Ankle fusions may be required in approximately 3-27% of patients with posttraumatic arthritis. Nonunion in the distal tibia can be treated with a fibula-pro-tibia plating and bone grafting procedure, as described by DeOrio and Ware.[13] Ankle replacement is an option in selected individuals.
Outcomes following an innovative approach using staged posterior tibial plating for the treatment of OTA 43C2 and 43C3 pilon fractures in 9 patients with a separate, displaced, posterior malleolar fragment were compared by Ketz and Sanders to 10 patients with similar fracture patterns treated using standard anterior or anteromedial incisions with indirect reduction of the posterior fragment.[14] All 19 patients were available for follow-up at an average of 40 months (range, 28-54 months). The average Maryland Foot Score and American Orthopaedic Foot and Ankle Society (AOFAS) Ankle and Hindfoot score for the first group were 86.4 and 85.2, compared with 69.4 and 76.4 for the later group.

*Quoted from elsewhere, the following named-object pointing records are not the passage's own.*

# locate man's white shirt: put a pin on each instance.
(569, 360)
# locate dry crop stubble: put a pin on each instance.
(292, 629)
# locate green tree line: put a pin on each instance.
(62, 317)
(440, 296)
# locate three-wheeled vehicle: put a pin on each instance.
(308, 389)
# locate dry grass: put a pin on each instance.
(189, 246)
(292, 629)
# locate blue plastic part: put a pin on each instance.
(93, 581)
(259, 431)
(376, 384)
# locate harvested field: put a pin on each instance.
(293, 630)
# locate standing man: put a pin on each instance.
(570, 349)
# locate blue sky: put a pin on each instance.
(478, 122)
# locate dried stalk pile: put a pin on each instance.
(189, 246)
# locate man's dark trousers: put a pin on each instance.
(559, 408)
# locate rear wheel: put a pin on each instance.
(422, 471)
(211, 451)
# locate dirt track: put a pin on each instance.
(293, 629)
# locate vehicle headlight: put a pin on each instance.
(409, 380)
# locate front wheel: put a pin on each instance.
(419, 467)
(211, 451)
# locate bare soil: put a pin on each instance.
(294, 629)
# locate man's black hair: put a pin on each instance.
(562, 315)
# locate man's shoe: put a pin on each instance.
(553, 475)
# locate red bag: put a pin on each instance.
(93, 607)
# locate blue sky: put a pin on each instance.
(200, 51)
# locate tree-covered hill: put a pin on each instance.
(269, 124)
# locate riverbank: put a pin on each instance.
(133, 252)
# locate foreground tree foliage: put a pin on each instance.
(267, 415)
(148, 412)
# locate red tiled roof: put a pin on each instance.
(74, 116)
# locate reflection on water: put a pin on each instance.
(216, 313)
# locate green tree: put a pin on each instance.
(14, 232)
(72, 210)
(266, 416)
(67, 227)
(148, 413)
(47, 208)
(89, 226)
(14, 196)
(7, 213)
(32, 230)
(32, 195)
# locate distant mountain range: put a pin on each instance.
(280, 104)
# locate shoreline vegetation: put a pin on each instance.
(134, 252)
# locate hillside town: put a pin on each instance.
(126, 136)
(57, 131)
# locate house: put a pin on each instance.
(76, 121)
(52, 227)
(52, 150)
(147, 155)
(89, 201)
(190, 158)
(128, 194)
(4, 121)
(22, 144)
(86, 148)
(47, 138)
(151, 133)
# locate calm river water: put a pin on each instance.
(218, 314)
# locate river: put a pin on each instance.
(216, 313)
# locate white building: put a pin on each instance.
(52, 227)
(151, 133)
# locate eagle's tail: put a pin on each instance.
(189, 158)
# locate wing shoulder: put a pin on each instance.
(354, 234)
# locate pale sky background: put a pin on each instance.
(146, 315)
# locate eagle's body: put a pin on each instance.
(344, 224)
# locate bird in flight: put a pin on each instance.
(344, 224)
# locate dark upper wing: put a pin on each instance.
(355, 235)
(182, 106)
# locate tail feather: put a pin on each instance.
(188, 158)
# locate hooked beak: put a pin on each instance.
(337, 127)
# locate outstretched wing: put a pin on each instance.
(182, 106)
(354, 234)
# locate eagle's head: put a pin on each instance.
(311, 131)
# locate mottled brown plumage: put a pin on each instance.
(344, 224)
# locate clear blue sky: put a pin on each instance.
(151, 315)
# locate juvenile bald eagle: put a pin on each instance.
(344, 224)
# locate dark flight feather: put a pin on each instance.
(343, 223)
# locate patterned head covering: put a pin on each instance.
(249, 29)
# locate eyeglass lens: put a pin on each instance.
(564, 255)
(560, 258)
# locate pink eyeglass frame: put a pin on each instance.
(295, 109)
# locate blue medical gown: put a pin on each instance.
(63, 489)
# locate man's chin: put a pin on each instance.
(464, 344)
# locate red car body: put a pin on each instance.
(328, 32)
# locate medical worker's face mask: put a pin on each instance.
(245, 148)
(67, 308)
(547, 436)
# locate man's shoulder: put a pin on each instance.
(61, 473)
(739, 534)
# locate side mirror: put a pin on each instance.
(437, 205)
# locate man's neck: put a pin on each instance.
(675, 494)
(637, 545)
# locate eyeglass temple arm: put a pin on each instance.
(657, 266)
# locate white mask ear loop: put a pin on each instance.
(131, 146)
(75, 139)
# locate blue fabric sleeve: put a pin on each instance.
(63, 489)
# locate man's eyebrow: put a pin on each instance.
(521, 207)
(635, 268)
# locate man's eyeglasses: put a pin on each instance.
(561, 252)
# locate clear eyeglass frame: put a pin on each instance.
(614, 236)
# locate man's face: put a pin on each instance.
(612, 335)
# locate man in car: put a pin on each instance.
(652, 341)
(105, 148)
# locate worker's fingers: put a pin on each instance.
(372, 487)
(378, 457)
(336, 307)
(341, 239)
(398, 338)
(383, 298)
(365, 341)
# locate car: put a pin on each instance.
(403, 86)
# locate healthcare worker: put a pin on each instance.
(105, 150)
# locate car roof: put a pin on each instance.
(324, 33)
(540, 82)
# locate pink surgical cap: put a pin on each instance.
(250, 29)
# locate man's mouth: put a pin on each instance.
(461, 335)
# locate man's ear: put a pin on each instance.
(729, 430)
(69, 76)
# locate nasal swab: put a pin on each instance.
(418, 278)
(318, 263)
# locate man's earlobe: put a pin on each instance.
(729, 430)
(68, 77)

The authors concluded that the addition of a posterior lateral approach offers direct visualization for reduction of the posterior distal fragment of the tibial pilon.[14] Although the joint surface itself cannot be visualized, this reduction allows the anterior components to be secured to a stable posterior fragmentat a later date. This technique improved ability to subsequently obtain an anatomic articular reduction based on computed tomography (CT) scans and preservation of the tibiotalar joint space at a minimum 1-year follow-up.[14]
Vidović et al reported on a prospective study involving 21 patients with closed distal tibial and pilon fractures treated with minimally invasive plate osteosynthesis (MIPO).[15] Nineteen patients were initially managed with an ankle-spanning external fixator. When the status of the soft tissue had improved and swelling had subsided enough, a definitive internal fixation with MIPO was performed. Patients were invited for follow-up examinations at 3 and 6 weeks and then at intervals of 6 to 8 weeks until 12 months. Mean age of the patients was 40.1 years (range 19-67 years). Eighteen cases were the result of high-energy trauma and three were the result of low-energy trauma.
By the AO/OTA classification, there were extra-articular and intra-articular fractures, but only simple articular patterns without depression or comminution.[15] The average time for fracture union was 19.7 weeks (range, 12-38 weeks). Mean range of motion was 10° of dorsiflexion (range, 5º-15°) and 28.3° of plantar flexion (range, 20º-35°). Three cases were metalwork-related complications. Two patients underwent plate removal at 24 weeks because of plate impingement. There was one case of wound breakdown at 11 weeks. One patient had fracture union with tibial recurvatum of approximately 10°, without functional impairment. Two patients had delayed union.
Vidović et al concluded that MIPO is a reliable method of treatment for distal tibial fractures; it provides a high union rate and good functional outcome with minimal soft-tissue complications.[15] Skin impingement remains a common complication with MIPO, but this can be solved by timely plate removal.